Stefan4024 wrote: Let $O$ be the circumcenter of the acute triangle $ABC$ ($AB < AC$). Let $A_1$ and $P$ be the feet of the perpendicular lines drawn from $A$ and $O$ to $BC$, respectively. The lines $BO$ and $CO$ intersect $AA_1$ in $D$ and $E$, respectively. Let $F$ be the second intersection point of $\odot ABD$ and $\odot ACE$. Prove that the angle bisector of $\angle FAP$ passes through the incenter of $\triangle ABC$. Nice problem! We claim that $F$ is indeed the $A$-Dumpty Point of $\triangle ABC$, which implies that $\overline{AF}$ is the $A$-Symmedian and $\overline{AP}$ is the $A$-median which are known to be isogonal to each other with respect to $\angle BAC$. Also this solution is based on the diagram on page 90 of ABJTOG pls see that diagram. We let $Y$ and $Z$ be the points where $\odot (ABD)$ and $\odot (ACE)$ cut $\overline{BC}$ again (same notation as ABJTOG) We see that $\angle BFC = \angle BFD + \angle DFZ + \angle ZFC = \angle BAD + \angle DBA + \angle ZCA + \angle ZAC = (180 - \angle BDA) + (180 - \angle AZC) = (180 - \angle BDA) + (180 - \angle AEC) = \angle OED + \angle ODE = \angle BOC$ implying that points $B, F, O, C$ are concyclic. Now $\angle FCA = \angle OCA + \angle OCF = 90 - \angle ABC + \angle OBF = \angle BAD + \angle DAF = \angle BAF$, similarly $\angle FBA = \angle CAF$ which means that $F$ is indeed $A$-Dumpty Point of $\triangle ABC$, as desired.
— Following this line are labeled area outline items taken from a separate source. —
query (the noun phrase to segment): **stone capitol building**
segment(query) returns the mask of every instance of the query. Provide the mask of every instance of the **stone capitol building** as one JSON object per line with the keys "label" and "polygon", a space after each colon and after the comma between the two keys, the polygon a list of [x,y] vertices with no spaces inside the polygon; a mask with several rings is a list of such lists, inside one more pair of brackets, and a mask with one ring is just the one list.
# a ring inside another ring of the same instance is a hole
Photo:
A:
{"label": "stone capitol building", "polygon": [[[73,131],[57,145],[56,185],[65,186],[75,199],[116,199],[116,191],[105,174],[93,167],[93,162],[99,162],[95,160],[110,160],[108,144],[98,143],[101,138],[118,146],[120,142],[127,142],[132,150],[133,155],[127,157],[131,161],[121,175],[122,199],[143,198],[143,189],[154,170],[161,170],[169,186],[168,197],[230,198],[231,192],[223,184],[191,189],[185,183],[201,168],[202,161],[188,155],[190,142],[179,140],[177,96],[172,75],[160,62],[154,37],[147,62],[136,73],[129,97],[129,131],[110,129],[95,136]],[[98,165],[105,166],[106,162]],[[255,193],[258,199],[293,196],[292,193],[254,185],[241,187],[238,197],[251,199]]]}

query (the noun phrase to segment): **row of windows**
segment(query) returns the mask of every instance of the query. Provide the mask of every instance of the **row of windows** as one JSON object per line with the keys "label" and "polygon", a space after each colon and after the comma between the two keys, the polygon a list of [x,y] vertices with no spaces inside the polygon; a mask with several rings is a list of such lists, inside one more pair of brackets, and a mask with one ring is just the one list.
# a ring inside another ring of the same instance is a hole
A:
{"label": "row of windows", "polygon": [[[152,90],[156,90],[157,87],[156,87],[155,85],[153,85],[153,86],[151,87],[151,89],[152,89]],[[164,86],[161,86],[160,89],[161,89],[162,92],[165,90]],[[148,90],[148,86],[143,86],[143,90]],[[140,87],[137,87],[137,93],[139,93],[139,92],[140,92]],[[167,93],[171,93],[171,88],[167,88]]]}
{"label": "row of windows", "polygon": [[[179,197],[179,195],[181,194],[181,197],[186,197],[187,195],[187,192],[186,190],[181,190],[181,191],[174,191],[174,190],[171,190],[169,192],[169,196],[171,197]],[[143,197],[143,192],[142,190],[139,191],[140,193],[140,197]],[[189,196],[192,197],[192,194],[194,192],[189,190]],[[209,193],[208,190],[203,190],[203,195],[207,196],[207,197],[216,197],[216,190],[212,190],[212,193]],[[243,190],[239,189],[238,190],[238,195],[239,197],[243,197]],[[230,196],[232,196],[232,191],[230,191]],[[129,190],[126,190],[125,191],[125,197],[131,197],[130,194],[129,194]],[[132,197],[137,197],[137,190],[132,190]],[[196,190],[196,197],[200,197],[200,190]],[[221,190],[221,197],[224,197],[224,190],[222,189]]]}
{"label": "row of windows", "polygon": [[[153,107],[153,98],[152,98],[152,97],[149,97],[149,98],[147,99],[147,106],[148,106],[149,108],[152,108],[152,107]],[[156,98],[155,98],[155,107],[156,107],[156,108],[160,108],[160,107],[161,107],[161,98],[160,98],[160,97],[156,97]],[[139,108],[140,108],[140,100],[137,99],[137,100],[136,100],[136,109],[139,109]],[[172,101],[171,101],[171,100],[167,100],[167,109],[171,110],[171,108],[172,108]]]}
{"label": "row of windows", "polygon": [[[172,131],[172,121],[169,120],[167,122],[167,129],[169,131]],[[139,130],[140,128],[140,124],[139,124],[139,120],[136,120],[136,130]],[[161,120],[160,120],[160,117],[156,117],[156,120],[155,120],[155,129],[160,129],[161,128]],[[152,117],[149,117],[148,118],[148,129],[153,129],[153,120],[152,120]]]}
It suffices to show that $\angle FAB = \angle PAC$. Because $\angle BAD = \angle ACE$ and $\angle OED = \angle ODE$ by a simple angle chase, $\triangle ADB \sim \triangle CEA$. By the spiral similarity lemma, $F$ is the spiral center of this pair of triangles, so correspondingly $\triangle AFB \sim \triangle CFA$. Now let $\angle PAC =y $ and $\angle BAF =x$. We have $$\frac{\sin(A-y)}{\sin y} = \frac{AC}{AB}$$and $$\frac{\sin(A-x)}{\sin x} = \frac{AF}{BF} = \frac{AC}{AB}$$as $\angle ABD = \angle A - x$ by the Ratio Lemma and Law of Sines, respectively. The corresponding function for $x$ is decreasing for $\angle A$ acute and $x < A$, so we must have $x=y$.